Port-au-Prince, le 9 juillet 2026 – Le directeur exécutif du Réseau national de défense des droits humains (RNDDH), Pierre Espérance, affirme faire l’objet d’une campagne de harcèlement judiciaire qu’il estime liée au dossier de l’assassinat de l’ancien président Jovenel Moïse. Il met en cause le ministre de la Défense, Mario Andrésol, l’ancien directeur général de la PNH Marc Justin ainsi que le juge d’instruction Denis Cyprien, qu’il accuse d’utiliser cette affaire à des fins d’intimidation.

Lors d’une interview accordée le mardi 7 juillet à plusieurs médias de la capitale, Pierre Espérance a catégoriquement rejeté tout lien avec Joseph Félix Badio, l’un des principaux accusés dans l’enquête sur l’assassinat de Jovenel Moïse.
« Je ne connais pas Joseph Félix Badio.
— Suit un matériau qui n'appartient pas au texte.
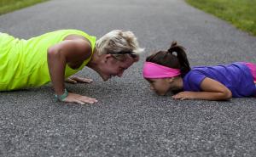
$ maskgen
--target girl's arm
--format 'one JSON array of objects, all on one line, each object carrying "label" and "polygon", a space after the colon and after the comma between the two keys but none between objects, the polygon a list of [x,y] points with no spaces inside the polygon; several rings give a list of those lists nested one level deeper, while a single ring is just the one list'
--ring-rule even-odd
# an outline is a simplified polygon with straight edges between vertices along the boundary
[{"label": "girl's arm", "polygon": [[[48,48],[48,66],[55,94],[62,95],[65,91],[65,67],[67,64],[82,64],[91,53],[90,43],[83,39],[66,40]],[[63,99],[79,104],[95,103],[95,98],[68,93]]]},{"label": "girl's arm", "polygon": [[174,96],[176,99],[205,99],[205,100],[227,100],[232,97],[232,93],[222,83],[206,77],[201,83],[202,92],[185,91]]}]

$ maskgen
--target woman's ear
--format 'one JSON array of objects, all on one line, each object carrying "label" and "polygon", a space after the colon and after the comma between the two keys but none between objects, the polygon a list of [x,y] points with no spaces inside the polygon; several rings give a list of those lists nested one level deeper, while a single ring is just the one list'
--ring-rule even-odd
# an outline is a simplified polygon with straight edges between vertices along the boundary
[{"label": "woman's ear", "polygon": [[140,59],[140,56],[137,55],[137,57],[134,58],[134,62],[137,62],[137,61],[139,61],[139,59]]},{"label": "woman's ear", "polygon": [[109,60],[112,58],[111,54],[102,54],[102,55],[104,55],[103,56],[103,60],[104,60],[105,63],[107,63],[108,60]]}]

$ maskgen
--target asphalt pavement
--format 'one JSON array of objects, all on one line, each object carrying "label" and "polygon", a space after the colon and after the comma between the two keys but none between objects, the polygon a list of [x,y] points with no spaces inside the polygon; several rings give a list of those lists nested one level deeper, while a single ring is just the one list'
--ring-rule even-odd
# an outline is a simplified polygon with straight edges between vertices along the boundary
[{"label": "asphalt pavement", "polygon": [[256,98],[173,100],[142,77],[146,56],[172,40],[192,66],[256,63],[255,36],[183,0],[51,0],[0,16],[0,31],[19,38],[67,28],[132,31],[146,51],[122,78],[84,68],[94,82],[67,84],[96,104],[55,102],[50,84],[0,93],[0,156],[256,156]]}]

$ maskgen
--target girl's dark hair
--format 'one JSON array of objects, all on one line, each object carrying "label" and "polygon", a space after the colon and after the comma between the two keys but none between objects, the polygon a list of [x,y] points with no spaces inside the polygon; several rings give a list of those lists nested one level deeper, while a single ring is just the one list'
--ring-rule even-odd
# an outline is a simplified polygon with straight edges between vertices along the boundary
[{"label": "girl's dark hair", "polygon": [[[173,54],[174,52],[177,55]],[[191,70],[185,48],[177,45],[176,41],[172,42],[168,51],[159,51],[147,57],[146,61],[167,66],[169,68],[180,69],[182,77]]]}]

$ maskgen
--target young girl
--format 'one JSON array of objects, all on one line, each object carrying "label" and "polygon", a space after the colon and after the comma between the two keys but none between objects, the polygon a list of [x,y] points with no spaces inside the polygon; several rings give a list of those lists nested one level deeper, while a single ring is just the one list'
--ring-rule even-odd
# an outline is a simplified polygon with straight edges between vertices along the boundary
[{"label": "young girl", "polygon": [[176,42],[168,51],[146,59],[143,77],[160,95],[169,90],[183,91],[172,96],[176,99],[227,100],[256,96],[256,64],[237,62],[191,70],[184,48]]}]

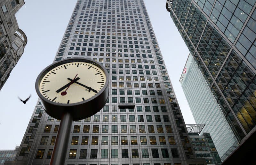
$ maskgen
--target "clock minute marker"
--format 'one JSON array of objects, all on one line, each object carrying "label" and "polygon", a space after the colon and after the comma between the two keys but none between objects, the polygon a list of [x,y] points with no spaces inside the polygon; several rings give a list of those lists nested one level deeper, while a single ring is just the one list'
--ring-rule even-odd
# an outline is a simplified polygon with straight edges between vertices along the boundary
[{"label": "clock minute marker", "polygon": [[54,98],[54,99],[52,99],[52,101],[54,101],[54,100],[55,100],[55,99],[57,99],[57,97],[55,97],[55,98]]},{"label": "clock minute marker", "polygon": [[42,92],[42,93],[45,93],[45,92],[49,92],[49,91],[50,91],[50,90],[47,90],[47,91],[45,91],[43,92]]}]

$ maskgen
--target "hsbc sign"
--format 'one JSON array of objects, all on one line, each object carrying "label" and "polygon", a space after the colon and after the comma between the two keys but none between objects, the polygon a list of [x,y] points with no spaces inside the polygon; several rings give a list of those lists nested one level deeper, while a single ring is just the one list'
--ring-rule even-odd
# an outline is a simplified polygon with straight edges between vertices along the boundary
[{"label": "hsbc sign", "polygon": [[187,72],[187,68],[185,68],[183,71],[183,74],[182,74],[182,76],[181,76],[180,79],[180,84],[181,83],[183,80],[183,79],[184,78],[184,76],[185,75],[185,73],[186,73],[186,72]]}]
Je ne l’ai jamais rencontré et je n’ai jamais communiqué avec lui », a-t-il déclaré, affirmant qu’aucune confrontation ne se justifie dans ce dossier.
Selon le responsable du RNDDH, certaines démarches judiciaires auraient pour seul objectif de discréditer son organisation et de porter atteinte à son travail en faveur des droits humains.
Pierre Espérance soutient notamment que Mario Andrésol et Marc Justin auraient influencé le juge Denis Cyprien afin d’obtenir une ordonnance susceptible de conduire à une perquisition dans les locaux du RNDDH ainsi qu’à son domicile.
Il reproche également au magistrat instructeur de détourner l’instruction de son objectif initial en multipliant, selon lui, des actes de procédure visant différentes personnalités sans fondement suffisant. À titre d’exemple, il évoque le mandat d’amener émis contre le journaliste Jean Ménard Mettelus ainsi que la convocation de Martin Moïse comme témoin.
Face à cette situation, le RNDDH indique avoir adressé deux correspondances au Conseil supérieur du pouvoir judiciaire (CSPJ), sollicitant un examen du comportement du juge Denis Cyprien. L’organisation souhaite que le dossier soit retiré au magistrat, estimant que celui-ci ne garantit plus les conditions d’une instruction impartiale.
Pierre Espérance affirme enfin que ces pressions alléguées ne remettront pas en cause l’engagement du RNDDH en faveur de la défense des droits humains, de l’État de droit et de la lutte contre l’impunité.